PCOS (Polycystic Ovarian Syndrome) is a gynaecological disorder that affects the ovaries. Symptoms include increased facial hair, obesity, infertility, and raised androgen levels. Globally, about 5-10% of women of childbearing age suffer from it. In the Middle East, the prevalence is higher and ranges from 7% in Iran to 28% according to certain studies in the UAE. OB-GYNs in the region have widely acknowledged that PCOS is the leading cause of infertility here.
If you suffer with PCOS and are thinking about trying for a baby, it’d be worth catching up on some of the latest medical research, as outlined in this scientific paper. If you can’t be bothered to read the whole thing, here’s the breakdown:
If you’re trying to have a baby, will PCOS hurt your chances?
- Women with PCOS have a difficult time getting pregnant. Moreover, artificial reproductive technologies (ARTs) like artificial insemination or IVF yield have a lower chance of success.
- During IVF, ovarian hyper stimulation syndrome is more prevalent. This syndrome refers to when the ovaries produce more than one egg as a response to the hormones given in the IVF cycle. However, even though the number of eggs is increased, their quality suffers. This affects the success rate of IVF – chances that it will lead to a successful pregnancy.
Do you have PCOS and are already pregnant? Yay!! Congratulations! But how will PCOS affect your pregnancy?
- There is an increased incidence of diabetes and high blood pressure in pregnancy, and the likelihood that the pregnancy will require a caesarean section.

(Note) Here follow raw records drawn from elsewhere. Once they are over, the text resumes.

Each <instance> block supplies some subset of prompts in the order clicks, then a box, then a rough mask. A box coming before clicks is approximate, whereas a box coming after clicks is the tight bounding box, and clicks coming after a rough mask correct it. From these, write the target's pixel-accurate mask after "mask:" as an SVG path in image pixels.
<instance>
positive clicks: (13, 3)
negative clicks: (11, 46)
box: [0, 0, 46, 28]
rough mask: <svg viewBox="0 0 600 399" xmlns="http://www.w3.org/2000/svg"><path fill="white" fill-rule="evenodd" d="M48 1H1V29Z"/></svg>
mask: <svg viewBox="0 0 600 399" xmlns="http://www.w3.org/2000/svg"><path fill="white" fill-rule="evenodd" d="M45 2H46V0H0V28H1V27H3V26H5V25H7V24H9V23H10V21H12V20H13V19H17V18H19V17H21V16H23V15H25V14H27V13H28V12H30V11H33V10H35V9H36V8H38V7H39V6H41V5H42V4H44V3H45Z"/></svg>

- Women suffering from PCOS commonly have low grade inflammation – compare it to your body constantly fighting a disease, but it’s not doing so in a full-blown manner. Pregnancy seems to increase this inflammation, affecting the quality of the placenta (a pregnant woman’s conduit between her and the baby).
- The preterm delivery rate is higher, especially for women who have high levels of androgen hormones which is characterized by excess facial hair and obesity.
- Babies could be born bigger than usual – as a result of the diabetes in pregnancy. However, there are also chances of low birth weight because the abnormal placental function.
Ok we gave you a lot of information on PCOS, but what can you do about it?
- Reducing weight has a major impact on the above findings. Even a weight loss of 5-10% could improve the reliability of ovulation, increase chances of getting pregnant, and decrease the incidence of diabetes and high blood pressure in pregnancy. So, if you weigh 100kg, dropping your weight to 95kgs would have a positive impact on your chances of getting pregnant.
PCOS is frequently underdiagnosed. It is possible that you, or someone you know, may be suffering from it. If you have any of the symptoms – obesity, acne, excess facial hair, difficulty in getting pregnant, it would worth your while to talk to your OB-GYN about it. Make sure you are armed with as much knowledge as possible about your body when you embark on the journey to completing your family.